Material and methods: Fifteen histologically proven primary synovial sarcomas who underwent MRI at 2 different sarcoma centres were included in this case series. Patients and their primary synovial sarcomas were examined for age, localization, mean tumour size (in mm), histological grade (G - according to the Fédération Nationale des Centres de Lutte Contre Le Cancer [FNCLCC]), configuration, T2 signal intensity, presence/absence of "triple sign", heterogeneity/homogeneity, borders (well-defined or infiltrative), and intensity of contrast enhancement on MRI. Additionally, a comprehensive literature review to identify observational studies, reviews, and case-reports assessing MRI features of primary synovial sarcoma was performed.
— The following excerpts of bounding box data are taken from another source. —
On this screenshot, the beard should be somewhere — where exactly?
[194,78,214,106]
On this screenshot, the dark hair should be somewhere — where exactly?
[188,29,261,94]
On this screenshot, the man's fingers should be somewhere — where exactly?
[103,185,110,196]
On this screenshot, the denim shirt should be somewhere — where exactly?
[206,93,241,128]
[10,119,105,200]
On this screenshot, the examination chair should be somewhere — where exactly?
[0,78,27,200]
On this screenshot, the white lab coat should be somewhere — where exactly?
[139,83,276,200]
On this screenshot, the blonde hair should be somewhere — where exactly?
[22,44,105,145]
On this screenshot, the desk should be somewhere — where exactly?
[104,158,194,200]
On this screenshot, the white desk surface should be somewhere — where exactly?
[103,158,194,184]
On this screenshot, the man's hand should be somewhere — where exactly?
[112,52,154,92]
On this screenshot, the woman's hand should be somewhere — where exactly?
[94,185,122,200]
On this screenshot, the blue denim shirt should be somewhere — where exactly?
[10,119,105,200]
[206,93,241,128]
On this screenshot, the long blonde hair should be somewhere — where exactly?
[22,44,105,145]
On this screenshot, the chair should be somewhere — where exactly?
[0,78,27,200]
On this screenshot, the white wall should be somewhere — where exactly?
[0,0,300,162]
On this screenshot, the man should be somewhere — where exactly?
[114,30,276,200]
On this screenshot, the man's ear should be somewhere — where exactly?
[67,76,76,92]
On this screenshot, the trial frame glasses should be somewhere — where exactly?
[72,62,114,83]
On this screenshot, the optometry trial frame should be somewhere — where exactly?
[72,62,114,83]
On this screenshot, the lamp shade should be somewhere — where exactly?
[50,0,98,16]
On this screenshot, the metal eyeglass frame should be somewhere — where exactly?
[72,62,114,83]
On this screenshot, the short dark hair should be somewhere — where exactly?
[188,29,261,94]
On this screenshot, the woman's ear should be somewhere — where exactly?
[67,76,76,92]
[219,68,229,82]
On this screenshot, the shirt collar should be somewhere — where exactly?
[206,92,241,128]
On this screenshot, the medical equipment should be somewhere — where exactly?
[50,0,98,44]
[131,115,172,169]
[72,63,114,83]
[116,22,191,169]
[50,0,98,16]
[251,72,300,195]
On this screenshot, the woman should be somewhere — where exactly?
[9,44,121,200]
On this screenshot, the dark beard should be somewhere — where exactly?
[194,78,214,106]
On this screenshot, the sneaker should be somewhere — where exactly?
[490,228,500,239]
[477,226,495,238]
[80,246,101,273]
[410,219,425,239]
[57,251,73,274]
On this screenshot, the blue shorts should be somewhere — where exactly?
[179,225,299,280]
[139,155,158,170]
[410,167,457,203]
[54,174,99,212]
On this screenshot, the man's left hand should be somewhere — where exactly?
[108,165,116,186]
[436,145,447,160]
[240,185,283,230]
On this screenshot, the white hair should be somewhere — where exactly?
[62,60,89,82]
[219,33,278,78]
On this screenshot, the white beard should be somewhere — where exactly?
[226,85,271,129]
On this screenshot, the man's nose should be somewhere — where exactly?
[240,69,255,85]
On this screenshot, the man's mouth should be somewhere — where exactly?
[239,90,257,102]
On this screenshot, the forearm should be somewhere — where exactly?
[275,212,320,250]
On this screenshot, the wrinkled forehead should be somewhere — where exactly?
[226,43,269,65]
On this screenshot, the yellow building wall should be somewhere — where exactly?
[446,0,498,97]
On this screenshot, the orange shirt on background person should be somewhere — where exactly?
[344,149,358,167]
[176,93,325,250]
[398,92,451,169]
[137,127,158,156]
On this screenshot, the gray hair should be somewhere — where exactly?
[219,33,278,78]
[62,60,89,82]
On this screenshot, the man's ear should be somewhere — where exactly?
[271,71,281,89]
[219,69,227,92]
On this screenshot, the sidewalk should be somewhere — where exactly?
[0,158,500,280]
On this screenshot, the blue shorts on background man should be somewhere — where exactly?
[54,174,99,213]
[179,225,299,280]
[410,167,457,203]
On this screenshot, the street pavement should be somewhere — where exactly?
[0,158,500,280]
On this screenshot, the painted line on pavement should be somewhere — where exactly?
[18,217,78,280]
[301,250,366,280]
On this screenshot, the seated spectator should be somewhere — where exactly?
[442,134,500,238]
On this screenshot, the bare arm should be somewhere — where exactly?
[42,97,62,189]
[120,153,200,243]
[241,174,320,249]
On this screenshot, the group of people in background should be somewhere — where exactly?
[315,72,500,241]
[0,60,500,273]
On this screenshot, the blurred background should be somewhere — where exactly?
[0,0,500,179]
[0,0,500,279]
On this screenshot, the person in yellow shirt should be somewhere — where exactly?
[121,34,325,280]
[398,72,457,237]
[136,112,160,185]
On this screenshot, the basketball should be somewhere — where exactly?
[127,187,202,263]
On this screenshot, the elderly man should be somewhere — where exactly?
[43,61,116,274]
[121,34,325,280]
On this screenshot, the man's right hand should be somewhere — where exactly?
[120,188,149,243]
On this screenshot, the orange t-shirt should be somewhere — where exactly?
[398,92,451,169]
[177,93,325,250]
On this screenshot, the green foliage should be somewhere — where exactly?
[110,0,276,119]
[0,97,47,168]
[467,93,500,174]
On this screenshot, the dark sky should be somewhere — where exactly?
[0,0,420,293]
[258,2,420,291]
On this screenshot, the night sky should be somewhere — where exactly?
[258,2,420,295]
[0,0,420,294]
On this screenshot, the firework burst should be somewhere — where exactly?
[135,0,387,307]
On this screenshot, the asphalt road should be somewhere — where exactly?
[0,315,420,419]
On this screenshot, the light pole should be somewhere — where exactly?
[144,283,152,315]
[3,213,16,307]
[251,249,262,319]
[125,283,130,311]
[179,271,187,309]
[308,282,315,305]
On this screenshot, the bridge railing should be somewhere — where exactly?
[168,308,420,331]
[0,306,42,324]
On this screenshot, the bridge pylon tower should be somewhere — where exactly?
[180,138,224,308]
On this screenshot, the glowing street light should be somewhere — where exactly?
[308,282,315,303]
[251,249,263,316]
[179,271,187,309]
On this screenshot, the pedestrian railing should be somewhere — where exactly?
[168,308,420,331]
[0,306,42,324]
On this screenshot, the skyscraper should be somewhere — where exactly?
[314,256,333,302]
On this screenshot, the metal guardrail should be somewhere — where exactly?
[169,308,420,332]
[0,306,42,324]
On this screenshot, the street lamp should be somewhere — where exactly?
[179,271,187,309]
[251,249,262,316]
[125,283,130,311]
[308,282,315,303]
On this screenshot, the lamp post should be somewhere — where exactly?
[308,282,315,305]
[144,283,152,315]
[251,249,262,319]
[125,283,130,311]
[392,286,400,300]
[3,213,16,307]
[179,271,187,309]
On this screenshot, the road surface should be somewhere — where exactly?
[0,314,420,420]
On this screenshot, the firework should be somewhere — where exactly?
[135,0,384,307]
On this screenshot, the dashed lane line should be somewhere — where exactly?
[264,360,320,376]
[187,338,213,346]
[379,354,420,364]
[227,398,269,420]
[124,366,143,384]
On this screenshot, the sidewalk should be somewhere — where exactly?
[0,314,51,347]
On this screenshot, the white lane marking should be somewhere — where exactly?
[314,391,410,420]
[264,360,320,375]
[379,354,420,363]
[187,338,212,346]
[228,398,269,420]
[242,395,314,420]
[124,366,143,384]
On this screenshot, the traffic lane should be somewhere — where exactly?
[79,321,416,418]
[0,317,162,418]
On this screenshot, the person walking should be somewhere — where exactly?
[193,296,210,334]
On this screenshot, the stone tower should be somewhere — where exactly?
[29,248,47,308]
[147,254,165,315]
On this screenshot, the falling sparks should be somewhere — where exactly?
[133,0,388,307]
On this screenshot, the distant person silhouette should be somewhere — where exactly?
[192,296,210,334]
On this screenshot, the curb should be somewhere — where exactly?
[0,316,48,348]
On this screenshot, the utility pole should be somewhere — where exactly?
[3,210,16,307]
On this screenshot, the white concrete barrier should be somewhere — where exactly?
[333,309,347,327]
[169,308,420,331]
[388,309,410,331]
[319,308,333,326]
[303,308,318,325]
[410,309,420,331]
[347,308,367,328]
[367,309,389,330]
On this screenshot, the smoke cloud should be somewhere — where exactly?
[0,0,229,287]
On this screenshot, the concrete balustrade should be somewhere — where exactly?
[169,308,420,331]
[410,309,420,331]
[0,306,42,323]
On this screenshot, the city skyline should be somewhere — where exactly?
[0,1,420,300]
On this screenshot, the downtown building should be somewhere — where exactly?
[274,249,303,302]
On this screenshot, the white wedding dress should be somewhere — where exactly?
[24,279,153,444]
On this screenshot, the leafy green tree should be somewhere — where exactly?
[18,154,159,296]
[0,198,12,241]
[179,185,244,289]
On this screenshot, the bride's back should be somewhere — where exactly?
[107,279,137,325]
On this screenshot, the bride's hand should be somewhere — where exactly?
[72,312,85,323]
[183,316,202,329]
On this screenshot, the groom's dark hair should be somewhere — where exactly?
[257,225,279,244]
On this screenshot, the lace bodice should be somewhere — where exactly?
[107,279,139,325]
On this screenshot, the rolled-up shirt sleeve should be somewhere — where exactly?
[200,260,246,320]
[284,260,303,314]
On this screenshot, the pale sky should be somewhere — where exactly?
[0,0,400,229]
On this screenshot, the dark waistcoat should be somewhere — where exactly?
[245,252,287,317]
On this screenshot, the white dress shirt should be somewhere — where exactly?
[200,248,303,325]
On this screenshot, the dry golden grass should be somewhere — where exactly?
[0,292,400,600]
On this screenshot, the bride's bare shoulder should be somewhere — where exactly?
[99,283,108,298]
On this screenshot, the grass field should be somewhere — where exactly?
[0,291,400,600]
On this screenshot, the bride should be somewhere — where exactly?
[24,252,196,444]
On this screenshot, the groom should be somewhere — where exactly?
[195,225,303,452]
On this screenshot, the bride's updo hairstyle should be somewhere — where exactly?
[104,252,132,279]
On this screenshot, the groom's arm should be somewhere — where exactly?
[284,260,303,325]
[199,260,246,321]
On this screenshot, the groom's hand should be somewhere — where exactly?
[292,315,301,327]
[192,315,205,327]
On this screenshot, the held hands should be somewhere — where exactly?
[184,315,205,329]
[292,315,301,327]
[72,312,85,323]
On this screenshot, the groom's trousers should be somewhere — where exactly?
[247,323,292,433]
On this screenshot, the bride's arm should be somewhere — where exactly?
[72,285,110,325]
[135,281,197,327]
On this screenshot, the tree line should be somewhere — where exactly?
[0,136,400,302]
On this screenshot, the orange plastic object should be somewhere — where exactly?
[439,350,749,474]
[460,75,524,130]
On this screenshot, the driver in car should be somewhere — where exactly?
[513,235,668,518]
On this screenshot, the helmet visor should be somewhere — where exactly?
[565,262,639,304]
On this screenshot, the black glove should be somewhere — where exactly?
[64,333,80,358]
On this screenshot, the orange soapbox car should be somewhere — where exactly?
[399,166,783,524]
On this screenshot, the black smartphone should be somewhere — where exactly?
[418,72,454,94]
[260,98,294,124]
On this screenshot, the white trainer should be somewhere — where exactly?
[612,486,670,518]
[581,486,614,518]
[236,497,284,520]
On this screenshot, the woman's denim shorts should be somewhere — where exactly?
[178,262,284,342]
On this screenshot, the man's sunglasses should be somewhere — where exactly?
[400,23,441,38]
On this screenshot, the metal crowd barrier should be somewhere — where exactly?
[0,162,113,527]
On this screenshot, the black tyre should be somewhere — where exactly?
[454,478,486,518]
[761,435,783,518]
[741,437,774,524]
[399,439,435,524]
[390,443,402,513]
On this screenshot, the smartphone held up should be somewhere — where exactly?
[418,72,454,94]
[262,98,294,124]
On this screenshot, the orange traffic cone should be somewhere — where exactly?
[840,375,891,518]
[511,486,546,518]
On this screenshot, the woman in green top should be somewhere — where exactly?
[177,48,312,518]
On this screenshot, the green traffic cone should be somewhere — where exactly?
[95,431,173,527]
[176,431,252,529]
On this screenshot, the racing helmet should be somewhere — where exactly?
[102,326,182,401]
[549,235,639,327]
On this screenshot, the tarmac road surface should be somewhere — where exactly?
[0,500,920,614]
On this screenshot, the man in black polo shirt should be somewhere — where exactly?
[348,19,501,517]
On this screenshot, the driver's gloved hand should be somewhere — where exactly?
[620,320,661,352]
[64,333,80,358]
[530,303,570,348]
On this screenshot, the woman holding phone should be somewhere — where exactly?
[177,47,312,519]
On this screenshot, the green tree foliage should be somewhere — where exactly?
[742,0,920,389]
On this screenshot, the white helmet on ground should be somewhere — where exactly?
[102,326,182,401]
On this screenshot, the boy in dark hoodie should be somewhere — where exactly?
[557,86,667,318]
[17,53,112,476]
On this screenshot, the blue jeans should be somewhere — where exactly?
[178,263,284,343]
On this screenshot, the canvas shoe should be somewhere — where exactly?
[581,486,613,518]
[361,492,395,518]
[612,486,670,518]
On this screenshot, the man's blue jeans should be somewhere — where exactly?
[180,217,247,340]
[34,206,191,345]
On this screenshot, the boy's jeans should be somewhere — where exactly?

Results: The mean age of the patients was 47.6 years (SD: 17.2). The mean size of primary synovial sarcoma was 59.3 mm (SD: 42). Primary synovial sarcomas were significantly most often multilobulated (n = 12, p < 0.01), heterogeneous (n = 10), and infiltrative (n = 9). Additionally, 3 other primary synovial sarcomas showed the following configurations: ovoid/nodular (n = 2) and fascicular (n = 1). Ovoid/nodular synovial sarcomas were solely depicted as homogeneous with well-defined borders. All tumours showed T2 hyperintense signal and presented with marked contrast enhancement.
Conclusions: Primary synovial sarcomas are mainly multilobulated, heterogeneous, and infiltrative tumours. In minor cases, ovoid/nodular or fascicular configurations occur. Knowing the main appearance of synovial sarcoma can help facilitate the diagnostics of primary synovial sarcomas.